The processor is a flexible Spring-enable framework that allows easy plugin of parsing definitions
for new object formats, and executing multiple parsers ("subprocessors") for any object format.
The way this works is by maintaining a collection of subprocessors, each of which declaring 
which objectFormats they can process. The logic for this is encapsulated under SolrIndexService 
and SolrIndexServiceV2.

This project is a consummer of the IndexTask repository provided by cn_index_common component.  
The generator's spring configuration (application-context.xml) imports the task-index-context.xml to
provide repository access.

The production configuration context file (classpath:processor-daemon-context.xml) adds production 
references to external configuration including the jdbc.properties and solr.properties.
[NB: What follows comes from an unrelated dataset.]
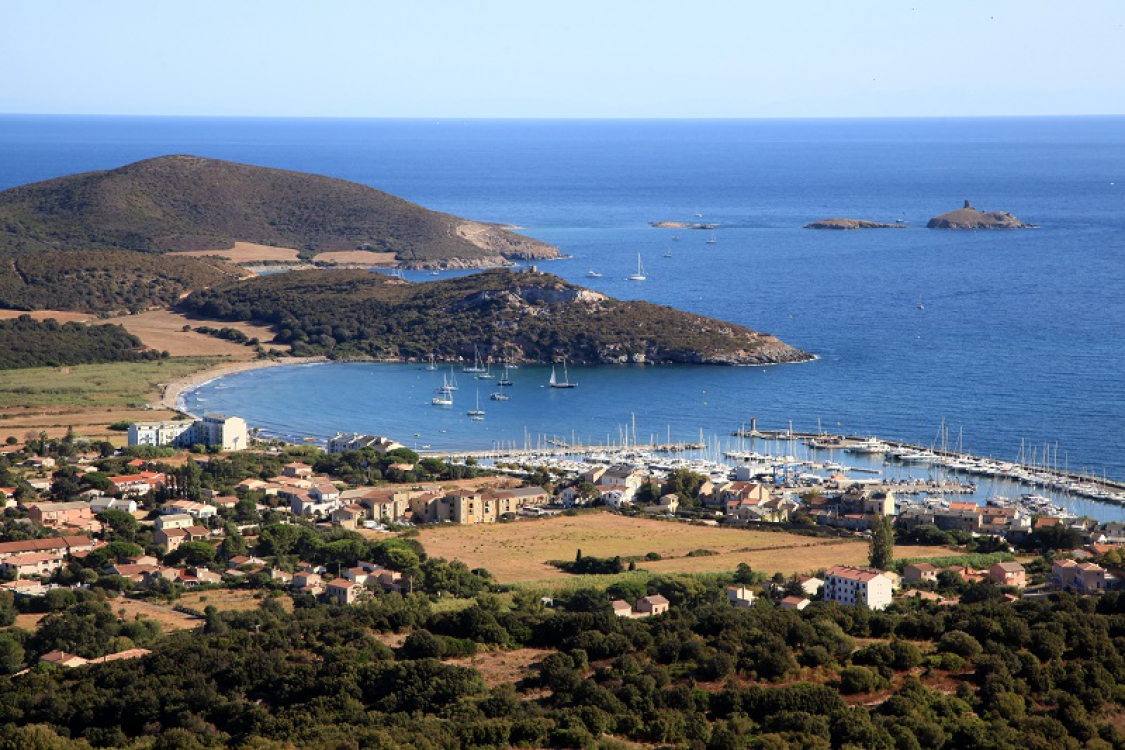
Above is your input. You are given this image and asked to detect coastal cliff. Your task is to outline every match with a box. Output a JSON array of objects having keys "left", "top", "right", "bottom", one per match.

See the test classes under src/test for example usage and test-context.xml for test runtime configuration.
The integration test - IndexTaskProcessingIntegrationTest makes use of the generator daemon and the processor
daemon classes.  Since these classes load configuration from a production environment, configuration should
be present in /etc/dataone/index (deployed via cn-buildout/dataone-cn-index).  This includes jdbc.properties, hazelcast.xml, solr.properties.


Package design:

the index processor has 4 major components:
1. task prioritization and execution:  org.dataone.cn.index.processor

2. document merging logic for processing updates : org.dataone.cn.indexer.SolrIndexService, SolrIndexServiceV2

3. format-specific parsers that convert metadata, systemMetadata, resourceMap, 
   (annotation, and provenance) files into Solr record format:  org.dataone.cn.indexer.parser & 
   spring-bean configurations in src/main/resources and cn-buildout

4. solr communication utilities:  classes for creating and sending and receiving solr records:  
   org.dataone.cn.indexer.solrhttp  

Logic in the processor package calls the solrIndexService, which calls the parsers, merges changes 
and sends the updates with the solr communication client.


See LICENSE.txt for the details of distributing this software.